Standard 従量課金と専用プランは、2024 年 9 月 30 日以降に非推奨になり、6 か月後に完全にシャットダウンされます。 Azure Container Apps に移行することをお勧めします。 詳細については、「Azure Spring Apps の Standard 従量課金および専用プランを Azure Container Apps に移行する」を参照してください。
この記事の適用対象:✅ Basic/Standard ✅ Enterprise
この記事では、Azure Container Apps の作成時に考慮すべきことの概要について説明します。

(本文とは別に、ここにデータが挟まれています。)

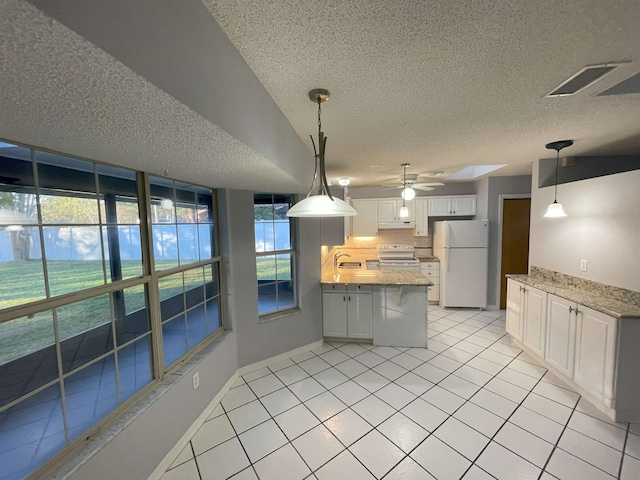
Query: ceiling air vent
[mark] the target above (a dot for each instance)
(582, 79)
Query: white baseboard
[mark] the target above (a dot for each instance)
(195, 426)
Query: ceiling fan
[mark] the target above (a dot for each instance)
(410, 184)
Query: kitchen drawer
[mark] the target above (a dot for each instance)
(432, 266)
(334, 287)
(430, 274)
(433, 293)
(355, 288)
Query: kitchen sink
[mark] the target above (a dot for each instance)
(350, 265)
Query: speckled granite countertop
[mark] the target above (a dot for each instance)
(363, 276)
(594, 300)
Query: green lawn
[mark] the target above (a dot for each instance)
(22, 282)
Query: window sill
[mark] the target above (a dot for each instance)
(269, 317)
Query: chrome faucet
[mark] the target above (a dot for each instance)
(337, 256)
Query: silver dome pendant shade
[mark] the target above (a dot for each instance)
(323, 204)
(555, 209)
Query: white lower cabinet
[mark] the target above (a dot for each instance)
(347, 311)
(527, 315)
(431, 270)
(515, 309)
(595, 353)
(535, 319)
(561, 334)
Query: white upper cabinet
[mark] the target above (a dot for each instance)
(365, 223)
(422, 216)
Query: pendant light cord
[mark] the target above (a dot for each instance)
(555, 194)
(404, 186)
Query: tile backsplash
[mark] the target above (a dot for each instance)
(390, 235)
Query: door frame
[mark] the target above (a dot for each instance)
(501, 199)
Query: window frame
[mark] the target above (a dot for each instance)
(293, 252)
(147, 280)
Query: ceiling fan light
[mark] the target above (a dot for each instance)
(408, 193)
(321, 206)
(555, 210)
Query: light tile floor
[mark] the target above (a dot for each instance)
(470, 406)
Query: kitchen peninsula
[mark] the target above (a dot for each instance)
(385, 307)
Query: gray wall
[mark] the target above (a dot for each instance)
(141, 446)
(602, 226)
(157, 430)
(519, 185)
(257, 341)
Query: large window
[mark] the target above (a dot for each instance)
(275, 254)
(75, 288)
(187, 267)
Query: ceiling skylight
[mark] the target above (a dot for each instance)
(469, 173)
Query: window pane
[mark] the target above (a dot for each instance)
(165, 246)
(174, 339)
(122, 252)
(205, 239)
(90, 395)
(58, 208)
(212, 275)
(213, 315)
(188, 243)
(85, 331)
(265, 241)
(134, 367)
(196, 325)
(267, 298)
(31, 432)
(286, 295)
(74, 258)
(194, 286)
(171, 295)
(284, 267)
(266, 268)
(132, 320)
(27, 355)
(21, 276)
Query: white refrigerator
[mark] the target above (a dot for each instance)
(462, 247)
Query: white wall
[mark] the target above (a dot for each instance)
(602, 226)
(518, 185)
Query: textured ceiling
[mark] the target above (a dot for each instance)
(442, 84)
(59, 91)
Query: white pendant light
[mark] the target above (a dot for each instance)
(323, 204)
(555, 209)
(408, 193)
(404, 211)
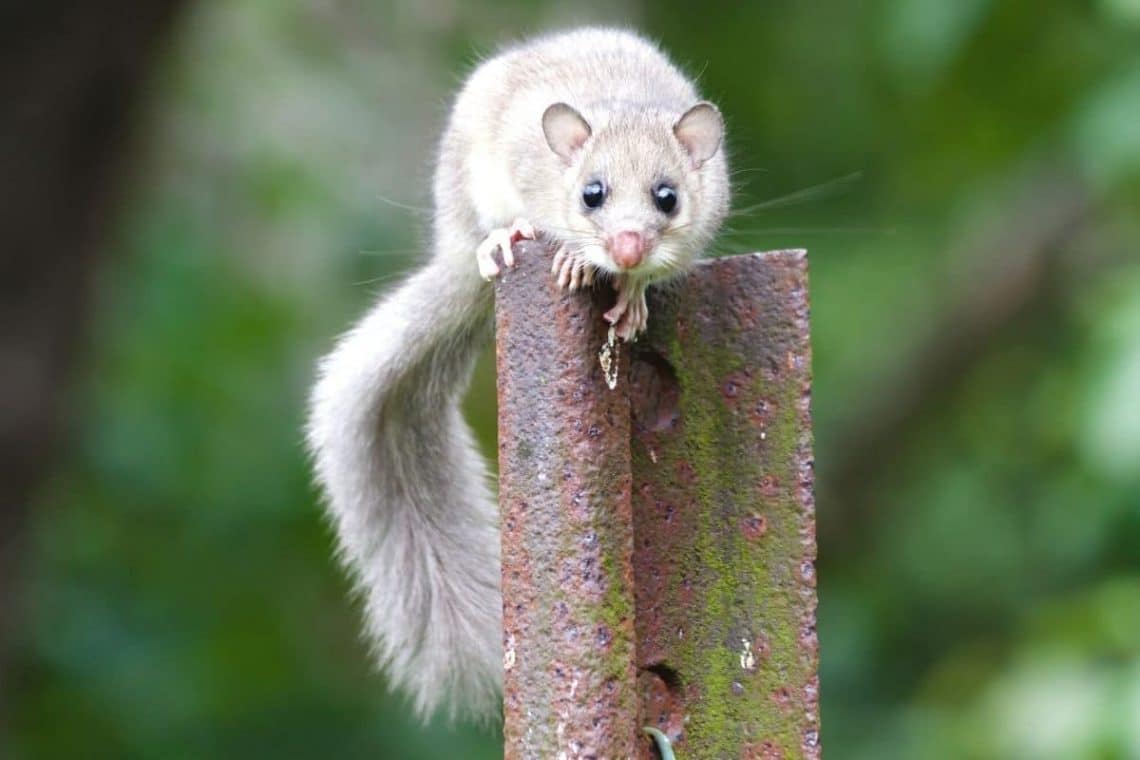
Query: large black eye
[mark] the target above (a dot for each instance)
(593, 195)
(665, 197)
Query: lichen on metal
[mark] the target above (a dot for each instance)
(659, 538)
(567, 524)
(723, 512)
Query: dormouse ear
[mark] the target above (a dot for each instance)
(700, 130)
(564, 129)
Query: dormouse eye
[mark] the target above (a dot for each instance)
(665, 198)
(593, 195)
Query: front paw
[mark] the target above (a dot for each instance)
(502, 238)
(629, 315)
(571, 271)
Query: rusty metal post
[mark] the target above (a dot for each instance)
(724, 513)
(570, 684)
(662, 531)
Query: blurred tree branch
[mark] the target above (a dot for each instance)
(71, 79)
(1009, 272)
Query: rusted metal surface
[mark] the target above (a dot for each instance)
(724, 514)
(564, 493)
(659, 538)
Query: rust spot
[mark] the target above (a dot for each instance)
(782, 697)
(734, 385)
(754, 526)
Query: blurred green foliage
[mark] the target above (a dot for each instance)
(979, 573)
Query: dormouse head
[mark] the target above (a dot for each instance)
(648, 189)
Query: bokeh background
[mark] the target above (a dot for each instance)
(967, 178)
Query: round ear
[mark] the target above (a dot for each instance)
(564, 129)
(700, 130)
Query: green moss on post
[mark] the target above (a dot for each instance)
(723, 512)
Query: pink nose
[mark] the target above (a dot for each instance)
(627, 248)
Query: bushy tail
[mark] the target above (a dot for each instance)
(407, 490)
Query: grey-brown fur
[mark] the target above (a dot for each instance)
(404, 483)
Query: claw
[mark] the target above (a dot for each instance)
(502, 238)
(629, 315)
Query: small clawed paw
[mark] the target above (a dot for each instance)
(629, 315)
(571, 271)
(502, 239)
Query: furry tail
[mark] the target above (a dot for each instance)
(407, 490)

Azure Spring Apps では、アプリケーションは、フル マネージド プラットフォームを提供するサービス インスタンス内にデプロイされます。 同様に、Azure Container Apps では、コンテナー アプリは、アプリケーション用の基盤ホストとして機能する Azure Container Apps 環境内に作成されます。 どちらのサービスもホスティング環境を提供しますが、価格モデル、メンテナンス、リージョンのサポート、管理操作など、さまざまな点で異なります。 この記事では、これらの違いについて説明し、Azure Container Apps 環境の作成と管理に関するガイダンスを提供します。
前提条件
- 有効な Azure サブスクリプション。 お持ちでない場合は、無料の Azure アカウントを作成することができます。
- Azure CLI。
-
Microsoft.App
リソース プロバイダーは、Azure サブスクリプションに登録されます。 詳細については、「Azure リソース プロバイダーと種類」を参照してください。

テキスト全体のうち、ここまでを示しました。